- Date: 15 November 1955 – 12 January 1956
- Location: India
- Result: India won the 5-Test series 2–0

Teams
- India: New Zealand

Captains
- Ghulam Ahmed: Harry Cave

Most runs
- Vinoo Mankad (526) Vijay Manjrekar (386) Polly Umrigar (351): Bert Sutcliffe (611) John Reid (493) John Guy (313)

Most wickets
- Subhash Gupte (34) Vinoo Mankad (12) Dattu Phadkar (6): Johnny Hayes (10) Harry Cave (7) Tony MacGibbon (7)
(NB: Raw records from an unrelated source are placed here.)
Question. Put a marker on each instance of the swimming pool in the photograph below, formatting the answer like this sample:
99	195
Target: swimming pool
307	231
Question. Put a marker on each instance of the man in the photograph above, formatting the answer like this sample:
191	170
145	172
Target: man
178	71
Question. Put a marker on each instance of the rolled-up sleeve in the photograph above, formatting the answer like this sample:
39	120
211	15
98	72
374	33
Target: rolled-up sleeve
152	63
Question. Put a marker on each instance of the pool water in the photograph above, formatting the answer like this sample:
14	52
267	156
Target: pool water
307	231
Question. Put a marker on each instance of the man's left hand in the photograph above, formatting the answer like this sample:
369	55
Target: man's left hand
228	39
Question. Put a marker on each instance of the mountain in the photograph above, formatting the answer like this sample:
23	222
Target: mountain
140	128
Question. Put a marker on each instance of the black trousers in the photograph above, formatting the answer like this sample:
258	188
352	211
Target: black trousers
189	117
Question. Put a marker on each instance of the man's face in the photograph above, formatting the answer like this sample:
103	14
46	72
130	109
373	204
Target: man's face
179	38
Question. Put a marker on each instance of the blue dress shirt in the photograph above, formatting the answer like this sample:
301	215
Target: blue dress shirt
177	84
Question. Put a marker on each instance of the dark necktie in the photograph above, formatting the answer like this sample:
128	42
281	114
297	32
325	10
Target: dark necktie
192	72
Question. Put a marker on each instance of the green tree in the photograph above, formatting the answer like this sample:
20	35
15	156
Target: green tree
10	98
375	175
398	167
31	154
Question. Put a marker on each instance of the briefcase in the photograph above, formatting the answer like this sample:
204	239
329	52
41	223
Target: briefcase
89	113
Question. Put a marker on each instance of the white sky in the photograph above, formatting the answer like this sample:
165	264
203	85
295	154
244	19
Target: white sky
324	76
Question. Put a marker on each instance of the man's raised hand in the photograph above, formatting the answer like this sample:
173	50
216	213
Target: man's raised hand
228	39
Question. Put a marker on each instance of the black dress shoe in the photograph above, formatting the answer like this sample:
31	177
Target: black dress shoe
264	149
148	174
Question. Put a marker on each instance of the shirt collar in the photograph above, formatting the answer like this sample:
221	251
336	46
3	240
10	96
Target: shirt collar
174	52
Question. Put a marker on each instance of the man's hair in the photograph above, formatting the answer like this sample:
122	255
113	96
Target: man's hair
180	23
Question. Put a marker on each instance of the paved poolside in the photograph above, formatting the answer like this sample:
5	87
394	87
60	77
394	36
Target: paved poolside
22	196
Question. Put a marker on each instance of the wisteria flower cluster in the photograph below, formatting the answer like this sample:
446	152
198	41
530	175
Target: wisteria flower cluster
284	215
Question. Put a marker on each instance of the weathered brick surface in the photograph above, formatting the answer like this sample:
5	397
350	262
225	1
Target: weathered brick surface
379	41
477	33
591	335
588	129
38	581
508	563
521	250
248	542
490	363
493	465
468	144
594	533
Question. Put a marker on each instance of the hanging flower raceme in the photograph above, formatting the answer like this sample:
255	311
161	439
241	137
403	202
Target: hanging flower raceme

= New Zealand cricket team in India in 1955–56 =

International cricket tour

The New Zealand national cricket team toured India in 1955–56 season. The teams played five Tests. India won the series 2–0 with three Tests drawn. Before the series, the New Zealand team had played a three-Test series in Pakistan, losing that series 0–2.

==Squads==

| India India | New Zealand New Zealand |
|---|---|
| Ghulam Ahmed (c); Vinoo Mankad; Vijay Manjrekar; Polly Umrigar; Dattu Phadkar; Subhash Gupte; Jayasinghrao Ghorpade; Gulabrai Ramchand; Chandrakant Patankar; Bapu Nadkarni; Pankaj Roy; Gundibail Sunderam; Vijay Mehra; Nari Contractor; Sadashiv Patil; A. G. Kripal Singh; Narain Swamy; | Harry Cave (c); John Reid (vc); Jack Alabaster; John Guy; Noel Harford; Zin Harris; Johnny Hayes; Gordon Leggat; Tony MacGibbon; Noel McGregor; Trevor McMahon; Alex Moir; Eric Petrie; Matt Poore; Bert Sutcliffe; |

Every player played at least one Test in the series. Cave, Reid, Guy, Hayes, MacGibbon and Sutcliffe played all five Tests. The team was managed by Henry Cooper, who was at the time headmaster of Auckland Grammar School, and had previously played three first-class matches for Auckland.

==Tour matches==
===Three-day: West Zone v New Zealanders===

Electing to bat upon winning the toss, the New Zealanders made 162 on a grassy wicket. Harry Cave and Alex Moir offered any resistance to West Zone's bowling. In reply, West Zone lost three early wickets Nari Contractor and Bapu Nadkarni struck a 62-run partnership taking their team to 100/4 at close of play. The West Zone batsmen failed to keep up with the pace of Johnny Hayes and Tony MacGibbon, and were dismissed for 179 the following afternoon. The New Zealanders began their second innings scoring at brisk pace making 215 runs in 208 minutes. Starting the final day at 215/6, the New Zealanders lost their tail the final morning, setting West Zone a target of 252 runs to be made in 225 minutes. Captain Vinoo Mankad opening in West Zone's second innings made a fighting 103 in 210 minutes while striking partnerships with Madhav Apte and Nari Contractor that yielded 105 and 116 runs respectively. West Zone reached the target with three minutes to spare and six wickets in hand.